Qantas plans to resume international flights by Christmas

Despite losing $16 billion in total revenue, the national carrier is optimistically forging ahead with its plans to resume international travel by December.

Despite reporting a significant financial loss as a result of the COVID-19 pandemic, Qantas has announced it plans to resume some international flights before Christmas.

The Qantas Group has released its financial year results, which show a $1.7 billion after tax loss and a statutory loss before tax of $2.35 billion. The national carrier says its total revenue loss has climbed to a staggering $16 billion, citing minimal international travel and series of domestic border closures as the reason.

Qantas chief executive officer Alan Joyce estimates that the impact of the pandemic will cost the airline more than $20 billion in revenue, saying that the trading conditions have been “diabolical”.

“This loss shows the impact that a full year of closed international borders and more than 330 days of domestic travel restrictions have had,” Joyce said.

Despite its 2020-21 Financial Year results, Qantas has revealed its plans to restart some of its international flights to “COVID-safe” destinations.

The airline is planning its gradual restart around the Government’s phased reopening of international borders, and feels optimistic that the current date of December 2021 is in reach, based on the pace of the vaccine rollout. Once Australia reaches its 80 percent vaccination threshold, the country is expected to enter into the third phase of the Government’s reopening plan, which will see the ban on international travel lifted.
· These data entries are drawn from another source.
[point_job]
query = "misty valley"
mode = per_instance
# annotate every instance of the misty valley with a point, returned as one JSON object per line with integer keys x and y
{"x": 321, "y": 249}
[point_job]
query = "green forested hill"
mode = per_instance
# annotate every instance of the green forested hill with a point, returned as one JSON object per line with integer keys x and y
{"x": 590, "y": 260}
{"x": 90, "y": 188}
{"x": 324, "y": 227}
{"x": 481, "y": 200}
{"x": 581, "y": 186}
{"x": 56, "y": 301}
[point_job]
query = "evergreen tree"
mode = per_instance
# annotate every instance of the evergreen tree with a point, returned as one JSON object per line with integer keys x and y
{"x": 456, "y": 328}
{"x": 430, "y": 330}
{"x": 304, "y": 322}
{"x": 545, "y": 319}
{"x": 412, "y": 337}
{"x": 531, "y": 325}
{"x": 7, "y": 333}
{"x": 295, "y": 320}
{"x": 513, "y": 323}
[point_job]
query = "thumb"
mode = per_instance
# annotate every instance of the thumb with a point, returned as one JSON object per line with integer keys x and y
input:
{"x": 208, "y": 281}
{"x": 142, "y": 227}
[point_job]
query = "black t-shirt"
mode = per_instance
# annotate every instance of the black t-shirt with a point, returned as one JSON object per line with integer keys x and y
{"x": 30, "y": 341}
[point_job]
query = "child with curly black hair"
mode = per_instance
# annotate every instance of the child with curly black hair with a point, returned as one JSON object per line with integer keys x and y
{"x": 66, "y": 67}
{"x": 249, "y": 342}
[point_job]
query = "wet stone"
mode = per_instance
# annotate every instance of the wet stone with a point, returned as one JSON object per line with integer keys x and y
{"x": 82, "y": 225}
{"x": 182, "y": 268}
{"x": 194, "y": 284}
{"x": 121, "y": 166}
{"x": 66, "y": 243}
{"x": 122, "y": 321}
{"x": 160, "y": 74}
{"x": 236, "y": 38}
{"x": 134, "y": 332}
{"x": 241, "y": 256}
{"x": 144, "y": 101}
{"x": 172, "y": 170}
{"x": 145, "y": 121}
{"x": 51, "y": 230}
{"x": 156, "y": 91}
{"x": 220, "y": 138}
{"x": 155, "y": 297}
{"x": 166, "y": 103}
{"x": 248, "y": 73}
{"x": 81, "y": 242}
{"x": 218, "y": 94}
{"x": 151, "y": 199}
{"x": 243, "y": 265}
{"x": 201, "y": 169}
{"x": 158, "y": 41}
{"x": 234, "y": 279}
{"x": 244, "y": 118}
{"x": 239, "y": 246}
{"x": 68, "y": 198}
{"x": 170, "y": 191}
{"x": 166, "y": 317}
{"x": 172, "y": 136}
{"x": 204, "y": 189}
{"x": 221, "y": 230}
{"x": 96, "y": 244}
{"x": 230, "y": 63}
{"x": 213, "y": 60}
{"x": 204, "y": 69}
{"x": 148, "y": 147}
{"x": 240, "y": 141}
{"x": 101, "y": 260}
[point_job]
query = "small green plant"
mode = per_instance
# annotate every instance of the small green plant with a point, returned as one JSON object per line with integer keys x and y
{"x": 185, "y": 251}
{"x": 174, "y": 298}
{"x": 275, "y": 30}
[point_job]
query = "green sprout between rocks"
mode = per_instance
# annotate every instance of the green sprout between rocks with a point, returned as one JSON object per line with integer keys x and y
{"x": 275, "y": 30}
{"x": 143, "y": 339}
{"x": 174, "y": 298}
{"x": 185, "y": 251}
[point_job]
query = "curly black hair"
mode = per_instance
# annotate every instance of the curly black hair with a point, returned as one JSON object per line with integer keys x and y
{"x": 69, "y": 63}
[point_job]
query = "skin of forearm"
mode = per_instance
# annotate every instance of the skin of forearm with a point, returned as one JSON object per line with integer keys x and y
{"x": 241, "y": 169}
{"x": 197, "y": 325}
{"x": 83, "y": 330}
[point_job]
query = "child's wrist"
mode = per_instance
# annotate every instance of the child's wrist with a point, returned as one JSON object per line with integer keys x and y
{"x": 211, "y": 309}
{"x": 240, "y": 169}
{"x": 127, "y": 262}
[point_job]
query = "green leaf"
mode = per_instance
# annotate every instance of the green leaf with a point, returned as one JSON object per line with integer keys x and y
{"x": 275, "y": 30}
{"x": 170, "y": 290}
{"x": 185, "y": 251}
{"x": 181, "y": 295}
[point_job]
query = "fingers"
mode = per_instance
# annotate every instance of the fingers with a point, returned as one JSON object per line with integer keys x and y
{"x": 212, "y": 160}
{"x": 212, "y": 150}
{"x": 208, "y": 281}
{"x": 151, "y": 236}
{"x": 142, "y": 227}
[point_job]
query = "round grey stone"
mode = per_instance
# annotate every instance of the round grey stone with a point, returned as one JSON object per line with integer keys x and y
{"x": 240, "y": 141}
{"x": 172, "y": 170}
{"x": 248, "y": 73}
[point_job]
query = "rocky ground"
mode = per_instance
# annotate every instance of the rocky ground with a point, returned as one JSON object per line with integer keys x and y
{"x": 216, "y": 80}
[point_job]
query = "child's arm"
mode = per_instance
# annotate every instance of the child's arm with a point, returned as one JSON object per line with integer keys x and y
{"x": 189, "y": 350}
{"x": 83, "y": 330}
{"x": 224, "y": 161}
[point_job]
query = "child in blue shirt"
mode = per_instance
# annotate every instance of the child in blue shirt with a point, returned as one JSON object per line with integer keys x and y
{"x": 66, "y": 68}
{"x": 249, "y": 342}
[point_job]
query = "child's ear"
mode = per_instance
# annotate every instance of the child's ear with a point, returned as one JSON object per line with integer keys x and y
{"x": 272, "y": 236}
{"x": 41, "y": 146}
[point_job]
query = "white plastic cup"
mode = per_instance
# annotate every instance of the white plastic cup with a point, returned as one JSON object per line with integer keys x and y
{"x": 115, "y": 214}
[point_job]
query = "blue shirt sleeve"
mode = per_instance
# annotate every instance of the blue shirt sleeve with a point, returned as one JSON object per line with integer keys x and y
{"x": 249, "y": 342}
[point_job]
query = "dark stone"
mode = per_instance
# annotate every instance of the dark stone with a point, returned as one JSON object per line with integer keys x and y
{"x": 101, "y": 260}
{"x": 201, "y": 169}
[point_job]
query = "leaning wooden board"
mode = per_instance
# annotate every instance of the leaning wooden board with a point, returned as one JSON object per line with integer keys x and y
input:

“I know the prospect of flying overseas might feel a long way off—especially with New South Wales and Victoria in lockdown—and some might say we’re still being too optimistic.

But the current pace of the vaccine rollout means all Australian states are on track to reach the 80 percent target by December—which is the trigger for starting to carefully open to some parts of the world.”

Pending final government decisions, Qantas expects flights to countries with high vaccine rates, including Singapore, Japan, USA, the UK and hopefully New Zealand, to resume from mid-December. Destinations would expand to Bali, Jakarta, Manila, Hong Kong and Johannesburg from April 2022.

However, quarantine requirements for full vaccinated travellers entering Australia remain an uncertainty, with Joyce saying that if it’s 14 days in a hotel, demand will be very low.

“A shorter quarantine period with additional testing and the option to isolate at home will see a lot more people travel, but like many elements of this plan, it relies on decisions by the Australian Government.

We’re in regular discussion with the government and have shared our plans with them, and while they don’t have a crystal ball either, they agree our broad assumptions are reasonable.”